Конец «Русской Бастилии» - Александр Израилевич Вересов
Шрифт:
Интервал:
Закладка:
— Вот он, ваш новый управляющий, — Иустин подтолкнул вперед Ивана Смолякова, — рабочий, красногвардеец, коренной мужик. В Шлиссельбургской крепости не один год отсидел. В девятьсот пятом он в своем селе с барином круто потолковал, да не ко времени тот разговор случился… Ну как, подойдет вам такой управляющий?
Смоляков мял шапку в руках.
— Поглядим, какой он хозяин, — загудели щегловцы, — ежели дела не смыслит, прогоним!
Начало смеркаться. Уже и ли́ца трудно разглядеть. Только голоса рознятся — сиповатые или звонкие, уверенные или несмелые, а то вдруг тоненький бабий выкрик вымахнет над общим говором.
Именно бабий голос и спросил зловеще:
— А ежели барон Медэм вернутся?
Мужской голос поддержал:
— Да еще и с солдатами. В пятом году такие примеры были.
— Эка, тоже; — слова председателя ревкома звучали уверенно, — сейчас ведь не пятый, семнадцатый!
Вызвездило. Сходка все еще длилась. Затеплились огоньки самокрутных «козьих ножек». Нанесло крепкий дымок. Шумят щегловские. О многом поговорить надо. Как жить? Как хозяевать? Надежды. Тревоги. Опасения.

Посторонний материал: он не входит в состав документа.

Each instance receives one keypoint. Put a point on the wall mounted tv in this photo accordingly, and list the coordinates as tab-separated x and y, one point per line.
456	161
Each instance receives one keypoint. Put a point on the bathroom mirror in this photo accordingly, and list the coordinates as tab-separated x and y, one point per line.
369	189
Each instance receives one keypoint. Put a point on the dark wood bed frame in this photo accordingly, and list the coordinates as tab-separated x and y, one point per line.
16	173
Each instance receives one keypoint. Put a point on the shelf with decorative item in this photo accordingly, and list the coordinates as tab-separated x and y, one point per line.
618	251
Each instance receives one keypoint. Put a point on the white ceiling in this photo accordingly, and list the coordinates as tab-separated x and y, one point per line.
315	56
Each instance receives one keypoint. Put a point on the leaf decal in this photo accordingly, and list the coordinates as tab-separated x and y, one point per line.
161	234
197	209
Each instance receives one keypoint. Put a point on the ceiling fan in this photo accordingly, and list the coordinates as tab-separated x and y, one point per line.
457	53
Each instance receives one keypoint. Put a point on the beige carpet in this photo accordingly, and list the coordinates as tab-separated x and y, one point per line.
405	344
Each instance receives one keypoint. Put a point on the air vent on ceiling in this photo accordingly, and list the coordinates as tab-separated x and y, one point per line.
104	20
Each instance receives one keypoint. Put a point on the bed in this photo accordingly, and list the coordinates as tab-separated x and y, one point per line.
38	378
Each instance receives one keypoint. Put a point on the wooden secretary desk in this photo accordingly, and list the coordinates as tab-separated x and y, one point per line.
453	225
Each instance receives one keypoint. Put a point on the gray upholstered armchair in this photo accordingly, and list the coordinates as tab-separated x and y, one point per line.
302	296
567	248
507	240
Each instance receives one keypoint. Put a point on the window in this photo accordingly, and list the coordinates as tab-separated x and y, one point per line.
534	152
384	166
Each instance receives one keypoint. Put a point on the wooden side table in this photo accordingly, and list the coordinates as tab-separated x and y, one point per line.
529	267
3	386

Вот ведь какой день миновал. Все — внове. Все — в первый раз.
8. Смерть красногвардейца
Сотня вернулась в заводской поселок.
С той поры «кукушка» ежевечерне привозила бидоны, наполненные молоком. Его раздавали многодетным семьям.
Иван Смоляков на пузатой, неповоротливой лошаденке каждый день объезжал поля, луга, лесные дачи. Работы в хозяйстве шли без остановки, своей чередой, будто здесь никакого Медэма и не бывало.
Иван вместе с щегловскими мужиками готовился сеять. С тем же паровозом, что доставлял с мызы молоко, он прислал на завод плуги и лемеха — починить, поточить.
В корявых строках записки, переданной в ревком машинистом, Смоляков писал, что с ремонтом надо спешить: земля после холодов вскорости «отойдет», и тогда начнется страда.
Но страда для Смолякова так и не началась. Хозяйствовал он недолго.
Однажды ночью Жука подняли с койки неистовым стуком в дверь. Стучали так, что казалось, вот-вот петли сорвут.
Иустин откинул крючок и отшатнулся. К ногам его упал окровавленный, задыхающийся человек. Иустин поднял его и узнал одного из баронских работников.
Он облизнул сухие губы и, теряя дыхание, прохрипел:
— Смолякова убивают… Казаки Временного…
Жук побежал в котельную. Среди ночи протяжно взревел заводской гудок.
Красногвардейцы, на ходу затягивая ремни, заряжая винтовки, сбегались к Народному дому.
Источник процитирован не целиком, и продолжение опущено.